Последующие месяцы я прожила — не имея практически ничего, кроме металлической миски и тишины — на сухом каменистом плато с довольно крутыми склонами в небольшой хижине удивительного человека — моего учителя.

Мои занятия отличались от общепринятых форм обучения подростков в цивилизованном мире, и мне это нравилось. Трудности не пугали, жизнь представила нас друг другу еще задолго до этого момента — монастырь научил многому, дав хорошую базу для закалки характера.

Теперь же оставалось наконец-то встать на путь, выбранный сердцем, и погрузиться в мир ученика великого мастера.

Мои желания никуда не испарились, как предполагал Лео, наоборот — я стала еще больше одержима идеей: вернуться однажды в цивилизацию с зажатым в кулаке всесокрушающим возмездием и вонзить его острый клинок в сердце врага. Только так смогу спокойно жить дальше, только так обрету душевный покой, победоносно торжествуя над свершившейся расплатой за чудовищное злодеяние, предотвратить которое не смогла, будучи ребенком.

Сей-Ман — так звали моего наставника, моего учителя. Непревзойденного мастера, владеющего секретными знаниями и стилями в боевом искусстве — пенчак-силат. Именно о нем ходили легенды в монастыре среди монахинь, и именно о нем мне рассказывал могильщик Норбу.

Одну из этих легенд помню очень хорошо…

Поговаривали, что однажды, когда мастер жил еще в провинции среди людей, на их деревушку напала банда неизвестных, хорошо подготовленных и вооруженных людей. Доброжелательные жители, занимающиеся исключительно земледелием и скотоводством, не могли понять, что понадобилось этим головорезам — ведь кроме овощей, молока, мяса и шерсти взять у них было нечего. Сей-Ман сразился с шестью бойцами одновременно, и все они были мертвы уже спустя несколько секунд после начала поединка, а остальные — позорно бежали…

Вскоре после этого Сей-Ман покинул деревню, предпочтя жизнь отшельника.

Монахини поговаривали, что этот человек мог одним ударом мгновенно парализовать или даже убить любого, поскольку владел знаниями обо всех жизненно важных точках человеческого тела и способах воздействия на них.

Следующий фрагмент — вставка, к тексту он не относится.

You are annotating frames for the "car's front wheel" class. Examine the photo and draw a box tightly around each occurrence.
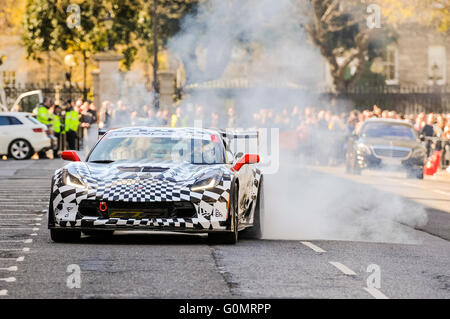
[241,176,264,239]
[50,229,81,243]
[407,168,423,179]
[208,185,239,245]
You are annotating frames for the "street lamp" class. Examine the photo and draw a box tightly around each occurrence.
[102,11,114,51]
[64,54,77,100]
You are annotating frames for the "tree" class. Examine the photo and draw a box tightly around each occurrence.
[23,0,198,99]
[305,0,394,92]
[377,0,450,33]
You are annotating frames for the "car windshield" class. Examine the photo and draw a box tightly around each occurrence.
[362,123,416,140]
[88,135,225,164]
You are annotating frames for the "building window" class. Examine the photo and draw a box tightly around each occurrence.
[2,71,16,86]
[384,46,398,85]
[428,45,447,85]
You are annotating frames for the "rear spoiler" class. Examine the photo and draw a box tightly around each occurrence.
[219,130,259,157]
[219,130,259,140]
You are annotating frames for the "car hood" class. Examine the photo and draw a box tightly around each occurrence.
[65,162,226,184]
[359,137,423,148]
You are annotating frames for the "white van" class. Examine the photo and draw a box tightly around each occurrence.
[0,112,54,160]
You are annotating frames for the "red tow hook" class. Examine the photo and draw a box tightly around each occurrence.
[98,202,108,213]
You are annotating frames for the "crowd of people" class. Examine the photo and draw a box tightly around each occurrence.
[37,98,450,169]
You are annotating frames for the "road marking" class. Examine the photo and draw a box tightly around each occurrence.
[0,239,33,244]
[403,182,417,187]
[433,189,450,196]
[0,224,41,226]
[0,213,43,217]
[0,218,42,222]
[301,241,326,253]
[0,247,30,252]
[364,287,389,299]
[0,256,25,261]
[329,261,356,276]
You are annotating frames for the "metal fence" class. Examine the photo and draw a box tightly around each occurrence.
[323,86,450,114]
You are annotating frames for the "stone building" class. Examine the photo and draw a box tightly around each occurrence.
[384,24,450,87]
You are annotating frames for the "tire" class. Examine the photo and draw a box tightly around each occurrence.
[50,229,81,243]
[208,184,239,245]
[8,139,34,160]
[239,176,264,239]
[416,168,423,179]
[83,229,114,237]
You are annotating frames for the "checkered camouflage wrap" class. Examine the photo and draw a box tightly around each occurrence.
[50,129,261,235]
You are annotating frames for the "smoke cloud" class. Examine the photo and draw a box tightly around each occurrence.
[169,0,426,242]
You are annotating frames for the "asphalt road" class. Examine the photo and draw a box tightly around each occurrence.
[0,160,450,299]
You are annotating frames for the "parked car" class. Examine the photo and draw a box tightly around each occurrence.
[0,84,44,114]
[0,112,55,160]
[346,119,426,179]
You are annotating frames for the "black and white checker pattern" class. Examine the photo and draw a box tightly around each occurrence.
[52,127,261,230]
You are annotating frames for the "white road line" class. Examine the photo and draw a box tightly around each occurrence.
[0,213,43,217]
[433,189,450,196]
[0,218,42,222]
[0,224,41,227]
[364,287,389,299]
[403,182,417,187]
[0,227,39,231]
[301,241,326,253]
[0,247,30,252]
[329,261,356,276]
[0,256,25,261]
[0,239,33,244]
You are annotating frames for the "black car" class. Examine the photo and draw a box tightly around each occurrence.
[346,119,426,179]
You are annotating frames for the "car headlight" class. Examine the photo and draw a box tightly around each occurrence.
[64,173,86,188]
[356,143,371,154]
[191,172,222,192]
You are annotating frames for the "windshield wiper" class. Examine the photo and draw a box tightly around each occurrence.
[88,160,115,164]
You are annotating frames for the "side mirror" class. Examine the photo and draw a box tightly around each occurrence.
[61,151,81,162]
[233,154,259,172]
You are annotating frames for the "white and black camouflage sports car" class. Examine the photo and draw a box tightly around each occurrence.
[48,127,262,244]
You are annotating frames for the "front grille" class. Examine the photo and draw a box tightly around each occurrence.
[373,147,411,158]
[79,200,196,219]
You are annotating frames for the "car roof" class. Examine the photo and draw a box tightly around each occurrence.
[107,126,220,138]
[364,118,412,127]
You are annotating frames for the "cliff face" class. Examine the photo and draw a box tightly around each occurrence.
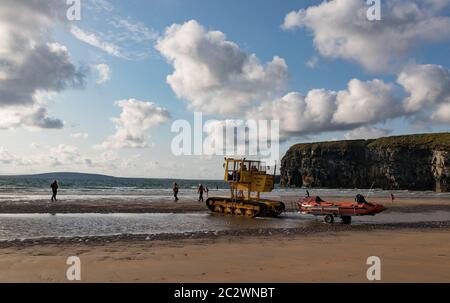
[281,133,450,191]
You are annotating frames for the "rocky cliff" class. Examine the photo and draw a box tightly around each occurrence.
[281,133,450,192]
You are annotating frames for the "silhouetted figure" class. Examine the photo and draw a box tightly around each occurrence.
[173,182,180,202]
[198,184,205,202]
[50,180,59,201]
[391,193,395,203]
[355,194,367,204]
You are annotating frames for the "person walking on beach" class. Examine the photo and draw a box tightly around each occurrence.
[198,184,205,202]
[50,180,59,201]
[391,193,395,203]
[173,182,180,202]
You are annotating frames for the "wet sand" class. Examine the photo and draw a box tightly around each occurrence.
[0,195,450,214]
[0,228,450,282]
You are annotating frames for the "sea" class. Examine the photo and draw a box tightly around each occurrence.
[0,173,450,203]
[0,173,450,242]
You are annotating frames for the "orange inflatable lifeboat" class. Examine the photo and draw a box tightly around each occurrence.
[298,195,386,224]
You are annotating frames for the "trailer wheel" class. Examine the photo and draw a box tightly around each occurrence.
[325,215,334,224]
[341,216,352,224]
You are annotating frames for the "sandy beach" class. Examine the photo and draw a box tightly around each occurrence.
[0,195,450,214]
[0,230,450,282]
[0,195,450,282]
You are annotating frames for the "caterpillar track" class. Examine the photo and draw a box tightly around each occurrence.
[206,197,286,218]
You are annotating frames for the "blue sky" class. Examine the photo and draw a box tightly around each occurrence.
[0,0,450,178]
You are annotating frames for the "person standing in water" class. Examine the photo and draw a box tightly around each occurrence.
[50,180,59,201]
[198,184,205,202]
[391,193,395,203]
[173,182,180,202]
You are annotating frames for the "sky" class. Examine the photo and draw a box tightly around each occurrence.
[0,0,450,179]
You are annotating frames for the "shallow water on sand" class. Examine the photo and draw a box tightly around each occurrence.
[0,211,450,241]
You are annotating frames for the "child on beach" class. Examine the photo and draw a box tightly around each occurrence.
[50,180,59,201]
[173,182,180,202]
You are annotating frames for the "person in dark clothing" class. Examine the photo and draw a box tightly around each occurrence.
[50,180,59,201]
[173,182,180,202]
[198,184,205,202]
[391,193,395,203]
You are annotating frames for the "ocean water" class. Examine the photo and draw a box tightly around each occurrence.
[0,174,450,203]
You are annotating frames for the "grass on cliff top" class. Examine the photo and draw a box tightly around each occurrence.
[291,133,450,150]
[369,133,450,149]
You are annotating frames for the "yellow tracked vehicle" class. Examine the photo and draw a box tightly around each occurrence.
[206,158,285,217]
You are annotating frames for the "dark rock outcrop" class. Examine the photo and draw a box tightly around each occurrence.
[281,133,450,192]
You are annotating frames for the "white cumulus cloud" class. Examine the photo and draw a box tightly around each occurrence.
[248,79,403,138]
[282,0,450,71]
[94,63,112,84]
[156,20,287,115]
[0,0,85,128]
[97,99,170,149]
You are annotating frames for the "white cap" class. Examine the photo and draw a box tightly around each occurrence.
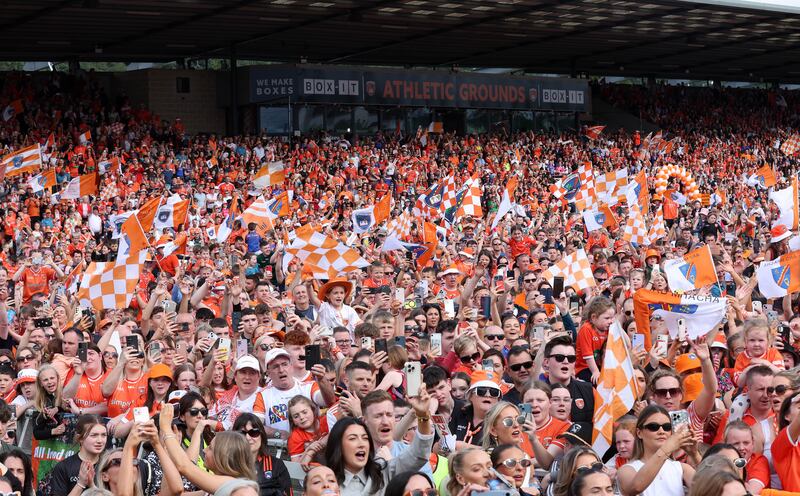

Выяснился и еще один интересный факт…

Оказывается, именно с Сей-Маном каждый раз встречался Лео, когда прибывал сюда на Южный Тибет и когда после проведенного со мной времени в монастыре уходил куда-то в горы. Пещерная хижина, расположенная ниже в ущелье, на довольно-таки приличном расстоянии от вершины — где постоянно проживал учитель — была своего рода стыковочной базой для совместных медитаций и разговоров этих двух, казалось бы, абсолютно разных мужчин.

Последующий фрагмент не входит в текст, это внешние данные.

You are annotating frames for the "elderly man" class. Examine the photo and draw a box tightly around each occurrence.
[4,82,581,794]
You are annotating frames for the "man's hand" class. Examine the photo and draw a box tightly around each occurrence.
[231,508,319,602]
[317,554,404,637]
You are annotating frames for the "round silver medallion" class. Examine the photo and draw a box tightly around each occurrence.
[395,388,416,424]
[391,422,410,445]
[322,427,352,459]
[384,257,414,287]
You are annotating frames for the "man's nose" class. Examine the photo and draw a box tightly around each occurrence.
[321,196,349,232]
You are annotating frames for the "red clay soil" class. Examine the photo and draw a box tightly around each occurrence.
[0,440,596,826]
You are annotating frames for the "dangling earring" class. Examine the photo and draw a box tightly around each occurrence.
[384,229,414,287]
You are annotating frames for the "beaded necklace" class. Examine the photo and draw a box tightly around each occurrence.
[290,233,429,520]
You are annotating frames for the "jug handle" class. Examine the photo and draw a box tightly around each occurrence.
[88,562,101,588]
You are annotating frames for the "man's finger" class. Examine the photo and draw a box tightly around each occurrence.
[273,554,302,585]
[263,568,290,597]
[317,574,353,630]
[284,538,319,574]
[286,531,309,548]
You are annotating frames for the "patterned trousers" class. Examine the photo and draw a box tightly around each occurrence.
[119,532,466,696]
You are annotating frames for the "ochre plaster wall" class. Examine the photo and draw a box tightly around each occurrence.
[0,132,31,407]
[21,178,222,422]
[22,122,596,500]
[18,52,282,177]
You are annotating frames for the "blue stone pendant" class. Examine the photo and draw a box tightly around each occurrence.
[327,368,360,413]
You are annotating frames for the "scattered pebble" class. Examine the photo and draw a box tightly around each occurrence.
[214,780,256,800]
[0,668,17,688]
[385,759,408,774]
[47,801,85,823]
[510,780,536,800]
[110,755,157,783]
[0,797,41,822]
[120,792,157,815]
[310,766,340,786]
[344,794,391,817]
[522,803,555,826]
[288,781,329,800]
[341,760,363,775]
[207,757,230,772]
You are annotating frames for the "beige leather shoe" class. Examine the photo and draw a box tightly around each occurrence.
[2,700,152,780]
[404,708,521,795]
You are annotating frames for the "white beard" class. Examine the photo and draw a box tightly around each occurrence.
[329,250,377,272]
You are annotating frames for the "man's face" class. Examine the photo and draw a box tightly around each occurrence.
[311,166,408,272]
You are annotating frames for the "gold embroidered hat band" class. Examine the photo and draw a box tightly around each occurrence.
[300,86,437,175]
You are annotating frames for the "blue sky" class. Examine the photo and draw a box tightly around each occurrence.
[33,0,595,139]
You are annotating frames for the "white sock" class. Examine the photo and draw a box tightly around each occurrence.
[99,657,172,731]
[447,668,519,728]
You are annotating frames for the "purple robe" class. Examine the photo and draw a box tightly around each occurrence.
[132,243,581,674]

Интересно, о чем Лео говорил с Сей-Маном? Откуда он его знал? И почему вообще Сей-Ман шел на эти встречи, будучи затворником от всего остального мира?

Вопросов было много, но ответы пока отсутствовали…

С первого дня я старалась отдавать себя всю без остатка урокам учителя, жадно впитывая каждое слово, слетавшее с его губ, запоминая каждое движение, отслеживая каждый взгляд. Старалась ни на шаг не отходить от него, чтобы как можно скорее овладеть тайными знаниями.

Всегда с интересом наблюдала, как тренируется он сам, и чересчур усердствовала, пытаясь повторить за ним все движения точь-в-точь, завоевав таким образом его расположение, что явно было непросто. То, на что отводились месяцы — мне хотелось познать за несколько дней, я уверенно полагала, что мое стремление, мой искренний порыв, моя страсть к искусству силата сократит сроки обучения. И была готова ко всему: слышать треск собственных костей, чувствовать, как рвутся мышцы от перенапряжения, практически не есть и не спать…

Хотела посвятить каждую минуту пребывания здесь — обучению. Но Сей-Ман от случая к случаю упоминал лишь об основах, которые должны были во мне осесть первостепенно. Он говорил о безупречном владении любыми своими чувствами и о доброте свершаемых поступков.

Наше общение с учителем было скупым и немногословным — так повелось с первых дней. Если я пыталась задавать вопросы, он становился холодным, отрешенным и задумчивым, а иногда казалось, что и вовсе избегал встреч со мной, если такое можно вообразить, проживая вместе под одной крышей маленькой хижины на крохотном плато.

Порой создавалось ощущение, что ему большее удовольствие доставляет общение со Скурудж, чем со мной: маленькая гималайская горная коза являлась для нас источником молока и, по всей видимости, незаменимым другом учителя.

Я терялась в догадках и утопала в размышлениях: чем же заслужила такое отношение к себе?

Возможно, моя спешка в подходе к изучению силата так раздражала учителя и вызывала недопонимание между нами…

Однажды я спросила его:

— Почему мы практически не разговариваем?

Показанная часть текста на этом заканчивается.